Initially my hunch was that par_keys passes the start parameters into the cog; but at entry it looks like it’s trying to count to something like it was calculating an address, I don’t know.

And the add to :par just has me stumped.

Comments

  • evanhevanh Posts: 15,187
    edited 2022-04-26 07:16

    It's performing address arithmetic via self-modifying code ... :par is an assembler label of the register to increment. The :par register contains an instruction with an op-code and two operands.

    Indications are that the 0 D operand is the target of the self-modifying address increment. It's common practise to use 0 or 0-0 as the placeholder. So the value in dlsb should be multiples of $200.

    Modifying rdlong's D operand will adjust which cogRAM variable (register) is then loaded by rdlong. There will presumably be a table of cogRAM variables that are filled as the code loops.

  • Yes, that is what I figured, but the values it loads in the variables starting at _dpin and multiples of $200 don’t make sense.

    In the first iteration x is set 44 and loaded to _dpin address

    The a few lines down there is: shl dmask,_dpin
    to me this means shift left 44 bits, which is not right. x sounds like it’s the pin no. that it is trying to decode, so expecting a 0 - 31 for x?

    But later

  • No, x is set to the value from the PAR register and then 44 is added. As you can see in the startx method, the PAR value is a pointer to par_tail. Adding 11*4 makes it a pointer to par_keys, which as it happens is where startx copies the pin values into. So by reading through the pointer, the pin values end up in the relevant registers.

    Relatedly, a shift by 44 just becomes a shift by 12, only the bottom 5 bits of the shift value are actually used.

  • with x now a pointer to par_keys adding four would point it to the next long after dpin in main memory.
    but now
    add :par, dlsb

    the D-fields are 9 bits so not possible to add $200 which is a 10 bit value, is it adding the first 9 bits?
    I think we’re after an increment of one for :par for the _cpin address since it is located right after, but don’t see how adding zero would do anything.
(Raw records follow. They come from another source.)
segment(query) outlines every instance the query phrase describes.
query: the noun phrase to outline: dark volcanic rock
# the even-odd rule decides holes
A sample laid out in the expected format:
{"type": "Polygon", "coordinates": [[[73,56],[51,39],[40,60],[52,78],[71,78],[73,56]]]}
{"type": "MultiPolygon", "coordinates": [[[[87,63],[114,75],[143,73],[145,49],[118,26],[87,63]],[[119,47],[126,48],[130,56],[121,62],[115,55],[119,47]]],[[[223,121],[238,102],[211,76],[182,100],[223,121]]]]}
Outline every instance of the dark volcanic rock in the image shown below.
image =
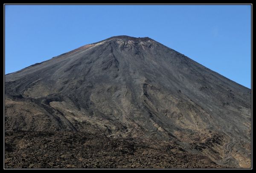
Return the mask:
{"type": "Polygon", "coordinates": [[[6,167],[250,167],[251,90],[148,37],[114,37],[82,46],[6,75],[5,89],[5,128],[16,141],[6,141],[6,167]],[[19,138],[17,134],[25,131],[32,136],[19,138]],[[61,142],[58,134],[76,137],[61,143],[59,152],[45,152],[52,157],[48,164],[39,159],[30,164],[32,157],[44,154],[38,148],[48,150],[44,133],[58,139],[52,150],[61,142]],[[76,141],[81,134],[105,137],[82,147],[76,141]],[[19,144],[30,137],[36,142],[25,149],[26,159],[17,160],[19,144]],[[143,150],[155,150],[146,154],[150,162],[137,157],[143,150],[135,148],[148,139],[143,150]],[[115,149],[108,150],[105,140],[116,140],[115,149]],[[152,147],[160,141],[172,144],[172,155],[152,147]],[[113,155],[112,163],[99,154],[84,156],[96,146],[92,151],[113,155]],[[80,148],[81,153],[73,154],[81,159],[72,159],[71,151],[80,148]],[[56,161],[61,152],[67,153],[63,157],[68,162],[56,161]],[[163,153],[178,160],[182,155],[173,152],[186,153],[180,163],[185,164],[157,157],[163,153]],[[155,153],[158,156],[153,159],[155,153]],[[116,158],[120,154],[123,157],[116,158]],[[193,157],[208,163],[193,164],[193,157]]]}

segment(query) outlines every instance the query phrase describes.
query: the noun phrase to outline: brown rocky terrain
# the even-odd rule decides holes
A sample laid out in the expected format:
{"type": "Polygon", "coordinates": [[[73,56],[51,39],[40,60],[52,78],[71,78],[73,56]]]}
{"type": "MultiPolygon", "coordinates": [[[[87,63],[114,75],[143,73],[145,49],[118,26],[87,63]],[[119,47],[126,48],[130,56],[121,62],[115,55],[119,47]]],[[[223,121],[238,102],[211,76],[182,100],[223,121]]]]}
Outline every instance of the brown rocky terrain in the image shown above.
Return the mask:
{"type": "Polygon", "coordinates": [[[5,167],[250,168],[251,93],[111,37],[6,75],[5,167]]]}

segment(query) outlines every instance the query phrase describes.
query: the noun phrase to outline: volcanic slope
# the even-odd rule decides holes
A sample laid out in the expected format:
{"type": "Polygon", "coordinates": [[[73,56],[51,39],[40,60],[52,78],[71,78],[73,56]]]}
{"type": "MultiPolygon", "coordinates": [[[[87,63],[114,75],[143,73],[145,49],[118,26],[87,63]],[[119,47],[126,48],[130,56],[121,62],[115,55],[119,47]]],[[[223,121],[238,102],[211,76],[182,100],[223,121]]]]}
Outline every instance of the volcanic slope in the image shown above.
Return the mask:
{"type": "Polygon", "coordinates": [[[26,131],[162,141],[216,167],[251,166],[251,90],[148,37],[85,45],[6,74],[5,84],[7,165],[29,143],[15,137],[26,131]]]}

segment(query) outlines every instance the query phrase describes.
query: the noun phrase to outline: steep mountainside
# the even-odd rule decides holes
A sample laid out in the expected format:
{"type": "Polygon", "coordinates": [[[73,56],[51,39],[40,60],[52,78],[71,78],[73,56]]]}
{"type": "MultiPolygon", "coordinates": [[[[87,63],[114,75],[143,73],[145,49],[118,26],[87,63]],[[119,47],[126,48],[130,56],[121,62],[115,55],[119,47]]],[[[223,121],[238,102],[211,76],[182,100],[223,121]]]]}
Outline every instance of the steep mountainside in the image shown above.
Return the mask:
{"type": "Polygon", "coordinates": [[[5,92],[7,132],[150,139],[250,167],[251,90],[148,37],[113,37],[7,74],[5,92]]]}

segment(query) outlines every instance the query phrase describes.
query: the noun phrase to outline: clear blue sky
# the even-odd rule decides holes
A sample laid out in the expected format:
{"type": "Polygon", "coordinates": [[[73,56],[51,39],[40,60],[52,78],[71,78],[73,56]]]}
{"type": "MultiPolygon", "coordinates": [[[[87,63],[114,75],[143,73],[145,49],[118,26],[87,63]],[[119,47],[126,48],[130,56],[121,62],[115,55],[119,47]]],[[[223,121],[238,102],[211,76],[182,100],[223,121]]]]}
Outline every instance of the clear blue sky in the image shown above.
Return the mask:
{"type": "Polygon", "coordinates": [[[5,74],[113,36],[148,37],[251,88],[249,5],[5,6],[5,74]]]}

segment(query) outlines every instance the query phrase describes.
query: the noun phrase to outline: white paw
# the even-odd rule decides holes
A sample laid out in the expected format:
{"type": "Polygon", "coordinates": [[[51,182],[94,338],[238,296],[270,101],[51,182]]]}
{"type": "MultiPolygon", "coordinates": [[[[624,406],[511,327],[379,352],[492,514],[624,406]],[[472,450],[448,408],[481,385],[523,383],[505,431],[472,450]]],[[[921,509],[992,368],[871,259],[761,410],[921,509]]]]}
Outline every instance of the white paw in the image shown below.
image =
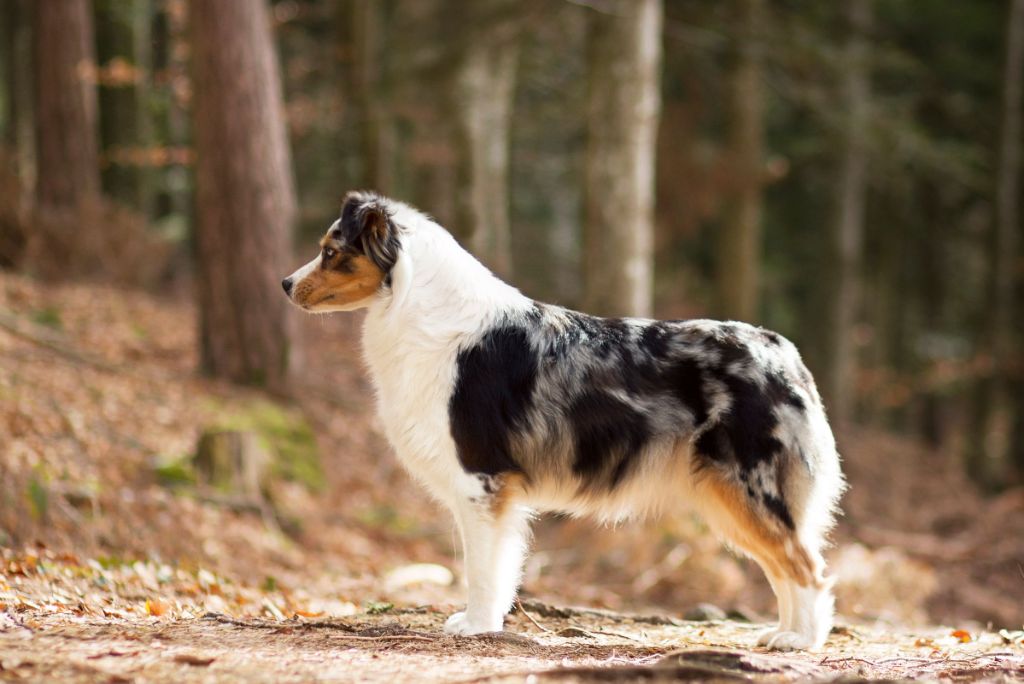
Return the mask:
{"type": "Polygon", "coordinates": [[[502,619],[498,623],[485,621],[474,621],[466,616],[465,612],[457,612],[444,622],[444,632],[447,634],[458,634],[468,637],[472,634],[484,634],[485,632],[501,632],[502,619]]]}
{"type": "Polygon", "coordinates": [[[763,632],[758,632],[758,646],[767,646],[771,640],[782,633],[782,627],[773,627],[763,632]]]}
{"type": "Polygon", "coordinates": [[[764,645],[777,651],[795,651],[815,648],[819,644],[814,643],[814,639],[812,637],[805,636],[798,632],[779,632],[769,639],[764,645]]]}

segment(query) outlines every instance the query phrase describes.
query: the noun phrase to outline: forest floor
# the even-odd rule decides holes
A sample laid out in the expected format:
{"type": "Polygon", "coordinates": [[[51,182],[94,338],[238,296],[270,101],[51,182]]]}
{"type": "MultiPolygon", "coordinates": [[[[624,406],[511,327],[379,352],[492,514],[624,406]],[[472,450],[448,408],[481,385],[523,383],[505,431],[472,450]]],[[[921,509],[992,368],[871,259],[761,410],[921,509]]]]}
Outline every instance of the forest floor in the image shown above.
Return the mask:
{"type": "Polygon", "coordinates": [[[196,373],[187,300],[0,273],[0,680],[1024,678],[1024,490],[868,431],[819,652],[753,646],[767,584],[688,517],[545,520],[512,635],[444,636],[452,522],[374,427],[358,318],[302,317],[283,401],[196,373]],[[288,455],[257,506],[195,478],[239,427],[288,455]]]}

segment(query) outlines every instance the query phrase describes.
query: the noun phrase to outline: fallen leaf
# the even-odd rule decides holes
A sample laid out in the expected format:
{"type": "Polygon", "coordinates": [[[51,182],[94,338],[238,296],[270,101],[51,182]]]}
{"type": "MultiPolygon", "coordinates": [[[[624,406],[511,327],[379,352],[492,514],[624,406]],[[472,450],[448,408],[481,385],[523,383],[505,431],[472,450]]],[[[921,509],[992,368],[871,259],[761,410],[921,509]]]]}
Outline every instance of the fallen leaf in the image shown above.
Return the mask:
{"type": "Polygon", "coordinates": [[[270,613],[274,619],[285,619],[285,613],[270,599],[263,599],[263,609],[270,613]]]}
{"type": "Polygon", "coordinates": [[[175,662],[183,662],[184,665],[194,665],[197,667],[205,668],[217,658],[207,657],[204,655],[195,655],[193,653],[178,653],[174,656],[175,662]]]}
{"type": "Polygon", "coordinates": [[[160,617],[170,609],[170,606],[160,599],[145,600],[145,614],[160,617]]]}

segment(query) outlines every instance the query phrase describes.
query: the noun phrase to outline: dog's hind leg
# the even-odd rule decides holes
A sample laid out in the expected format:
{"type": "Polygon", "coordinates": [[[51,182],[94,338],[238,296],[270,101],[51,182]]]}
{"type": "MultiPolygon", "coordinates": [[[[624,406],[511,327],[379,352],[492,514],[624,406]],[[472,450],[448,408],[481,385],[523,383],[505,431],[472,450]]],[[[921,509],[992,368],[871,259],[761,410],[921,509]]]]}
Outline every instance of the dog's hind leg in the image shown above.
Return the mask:
{"type": "Polygon", "coordinates": [[[450,634],[500,632],[522,574],[530,512],[512,501],[517,478],[499,476],[492,493],[454,506],[462,535],[466,610],[444,624],[450,634]]]}
{"type": "Polygon", "coordinates": [[[745,487],[718,473],[697,483],[708,523],[765,571],[778,599],[779,625],[759,643],[769,648],[818,648],[833,621],[831,583],[824,579],[820,539],[800,535],[752,499],[745,487]]]}

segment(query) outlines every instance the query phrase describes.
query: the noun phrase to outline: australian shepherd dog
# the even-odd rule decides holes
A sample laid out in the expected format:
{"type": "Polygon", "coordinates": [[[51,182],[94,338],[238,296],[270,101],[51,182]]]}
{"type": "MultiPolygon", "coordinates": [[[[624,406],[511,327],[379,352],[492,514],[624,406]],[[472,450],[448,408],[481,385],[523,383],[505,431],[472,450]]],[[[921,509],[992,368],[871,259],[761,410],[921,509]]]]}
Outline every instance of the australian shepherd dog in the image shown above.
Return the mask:
{"type": "Polygon", "coordinates": [[[833,596],[821,549],[844,480],[788,340],[534,301],[431,218],[372,193],[345,198],[319,248],[282,285],[306,311],[369,309],[381,424],[462,537],[468,601],[445,631],[502,630],[537,512],[613,521],[683,509],[768,576],[779,622],[760,644],[822,645],[833,596]]]}

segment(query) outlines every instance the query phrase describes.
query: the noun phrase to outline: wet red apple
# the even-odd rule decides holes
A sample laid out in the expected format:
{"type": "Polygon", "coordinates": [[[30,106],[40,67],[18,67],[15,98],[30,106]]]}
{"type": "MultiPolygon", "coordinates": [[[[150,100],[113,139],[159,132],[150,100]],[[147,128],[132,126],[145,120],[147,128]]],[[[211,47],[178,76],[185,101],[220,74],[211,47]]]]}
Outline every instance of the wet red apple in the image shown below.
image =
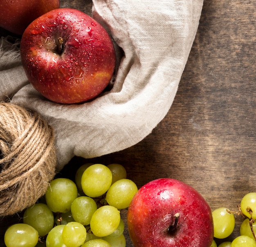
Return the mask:
{"type": "Polygon", "coordinates": [[[21,35],[35,19],[60,7],[60,0],[1,0],[0,26],[21,35]]]}
{"type": "Polygon", "coordinates": [[[211,211],[194,188],[163,178],[140,188],[128,209],[128,229],[135,247],[210,247],[211,211]]]}
{"type": "Polygon", "coordinates": [[[52,10],[30,24],[21,39],[20,55],[31,84],[48,99],[62,104],[98,96],[109,83],[115,64],[106,30],[72,9],[52,10]]]}

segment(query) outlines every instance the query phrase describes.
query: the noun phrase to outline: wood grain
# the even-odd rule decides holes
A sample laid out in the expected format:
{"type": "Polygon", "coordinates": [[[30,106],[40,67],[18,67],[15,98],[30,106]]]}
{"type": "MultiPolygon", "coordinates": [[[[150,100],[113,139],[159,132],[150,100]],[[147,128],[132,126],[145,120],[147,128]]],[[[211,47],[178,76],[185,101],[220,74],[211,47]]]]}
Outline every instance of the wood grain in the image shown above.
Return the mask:
{"type": "MultiPolygon", "coordinates": [[[[84,2],[61,1],[63,7],[88,11],[84,2]]],[[[178,90],[164,119],[135,146],[92,160],[75,157],[63,174],[85,162],[119,163],[139,187],[174,178],[197,189],[213,210],[236,210],[245,194],[256,191],[256,13],[255,1],[205,0],[178,90]]],[[[0,221],[1,246],[11,220],[0,221]]],[[[238,236],[242,221],[237,217],[228,240],[238,236]]],[[[132,247],[127,230],[125,235],[126,246],[132,247]]]]}

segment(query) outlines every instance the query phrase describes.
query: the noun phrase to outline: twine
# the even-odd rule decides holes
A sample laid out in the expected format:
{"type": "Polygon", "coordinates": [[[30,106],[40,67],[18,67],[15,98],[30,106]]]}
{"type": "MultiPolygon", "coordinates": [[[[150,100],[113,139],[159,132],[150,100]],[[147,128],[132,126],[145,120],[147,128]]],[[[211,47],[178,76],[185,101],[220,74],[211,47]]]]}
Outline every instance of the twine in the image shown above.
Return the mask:
{"type": "Polygon", "coordinates": [[[52,128],[36,112],[0,103],[0,216],[35,203],[56,165],[52,128]]]}

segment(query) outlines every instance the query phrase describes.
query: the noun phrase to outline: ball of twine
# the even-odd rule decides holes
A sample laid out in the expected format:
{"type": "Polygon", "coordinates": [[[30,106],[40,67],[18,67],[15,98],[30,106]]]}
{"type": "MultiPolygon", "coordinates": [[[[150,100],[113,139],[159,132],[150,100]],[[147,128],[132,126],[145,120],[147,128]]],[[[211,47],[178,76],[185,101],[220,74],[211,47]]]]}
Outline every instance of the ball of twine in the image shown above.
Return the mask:
{"type": "Polygon", "coordinates": [[[45,193],[56,165],[52,128],[36,112],[0,103],[0,216],[20,212],[45,193]]]}

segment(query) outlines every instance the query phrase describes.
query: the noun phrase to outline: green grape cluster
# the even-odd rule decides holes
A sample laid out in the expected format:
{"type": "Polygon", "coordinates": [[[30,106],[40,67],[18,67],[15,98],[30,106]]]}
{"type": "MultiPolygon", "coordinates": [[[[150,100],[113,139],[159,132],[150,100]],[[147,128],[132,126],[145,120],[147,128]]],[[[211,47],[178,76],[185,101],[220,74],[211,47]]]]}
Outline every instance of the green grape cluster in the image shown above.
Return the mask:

    this would really make things clear. Will have to ck back tomorrow. Thanks.

  • evanhevanh Posts: 15,187

    Is there a link to the code?

  • @NickMikhay said:
    with x now a pointer to par_keys adding four would point it to the next long after dpin in main memory.
    but now
    add :par, dlsb

    the D-fields are 9 bits so not possible to add $200 which is a 10 bit value, is it adding the first 9 bits?
    I think we’re after an increment of one for :par for the _cpin address since it is located right after, but don’t see how adding zero would do anything.

    It's because the lowest 9 bits are the S-field. The next 9 bits are the D field, so $200 has to be added to increment the D field by 1.

  • Amazing how you see these things.

  • Just one more point
    If we are modifying the entire line of :par with the add :par, dlsb
    and the source field is zero, (dlsb padded the value)
    when :par is executed after the jump it will/has to load the variable x into S field.
    but how will it know to do this if the entire register was overwritten with $200, and has zeros in S field?

  • @NickMikhay said:
    but how will it know to do this if the entire register was overwritten with $200, and has zeros in S field?

    Because it doesn't get overwritten. It's an ADD. If you have the number 42, you can add 100 to it as often as you want, the last two digits stay 42.

  • evanhevanh Posts: 15,187
    edited 2022-04-28 01:42

    @NickMikhay said:
    when :par is executed after the jump it will/has to load the variable x into S field.

    A detail: x variable is loaded into the ALU. Aka, fetching the S operand. Not loaded to the instruction S field. The instruction's S field contains the address (register number) of x.